Inconsistent department naming

Fourth, the latest special cases arise from inconsistent department naming.

The Registrar's page for the Ecology and Evolutionary Biology department is on eeb.html, but the class search reveals that those courses use the dapertment code BIOE.

Similarly, the Registrar listing for the Molecular, Cell, and Developmental Biology department is on mcdb.html, but the courses use the department code BIOL.

Two more conditionals address this issue.

Finding course mentions

A course mention occurs when a redditor names one or more courses in a Reddit post or comment.

I pulled the list of department codes from the source of the class search page, in the element<select id="subject">. Unfortunately this list includes defuct and renamed departments. For example, the Arabic department (ARAB) is gone and Environmental Toxicology (ETOX) is now Microbiology and Environmental Toxicology (METX). All the presently avaliable departments appear in the regular expression _pattern_depts.

Mention types

This bot can see these three types of mention, all case-insensitive. Recall that a course number is actually a string because it may contain one optional letter at the end.

  1. Normal mention: department code, optional space, and course number. For example, "CMPS 12B" and "econ105" are normal mentions.
  2. Multi-mention: shorthand for multiple courses in the same department with different course numbers. For example, "Math 21, 23b, and 100" is a multi-mention containing Math 21, Math 23, and Math 100.
    • Not specified by a single regex.

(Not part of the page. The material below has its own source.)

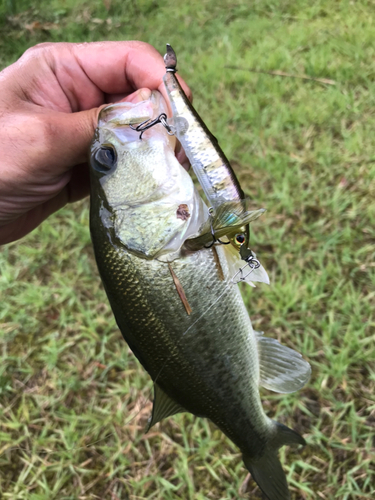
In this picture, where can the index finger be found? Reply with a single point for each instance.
(116, 68)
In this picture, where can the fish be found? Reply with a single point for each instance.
(181, 311)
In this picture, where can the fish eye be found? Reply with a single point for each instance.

The function _parse_multi_mention() splits a multi-mention into normal mentions.
  3. Letter-list mention: shorthand for multiple courses in the same department, where the course number has the same numeric part but different letters.
    For example, "CE 129A/B/C" is a letter-list mention containing CE 129A, CE 129B, and CE 129C.
    • Specified by regex _pattern_mention_letter_list.
    • Function _parse_letter_list() splits a letter-list mention into normal mentions.
    • You can have a letter-list mention inside a multi-mention! aFor example, the string "CS 8a, 15, and 163x/y/z" CS 8A, CS 15, CS 163X, CS 163Y, and CS 163Z.

Five regular expressions are combined to form the gigantic regular expression _pattern_final, which is used to search strings.

Result

In the file mention_search_posts.py, the function find_mentions() gets new posts from /r/UCSC then parses everything using mention_parse.py.

If find_mentions() is called from reddit_bot.py, it returns a PostWithMentions instance to be immediately processed; if mention_search_posts.py is ran on its own from the Python console, the result is Pickled (serialized) and saved to disk. The PostWithMentionsclass is a container which holds the ID of a submission and a list of course mentions found in that submission.

Posting comments

If post_comments.py is ran on its own from the Python console, it loads mentions found from the last run of mention_search_posts.py. If the function post_comments() is called from reddit_bot.py, data about found mentions is passed directly as a parameter to the function. [Those function names are outdated]

If a post doesn't already have a a comment by /u/ucsc-class-info-bot, add one. If it does already have a comment, compare the mentions most recently found with the mentions that are already in the comment. If there are new ones, update the comment.

Known bugs & future work

  • After the Registrar fixed some HTML special cases, my scraping script is broken.
  • In the comments posted by this bot, classes are sorted by department name (I think) instead of by order mentioned.
  • I might make the bot see mentions of some department names instead of department codes, e.g. "chemistry 103" instead of "chem 103".

About

Posts comments on /r/UCSC with info about classes mentioned.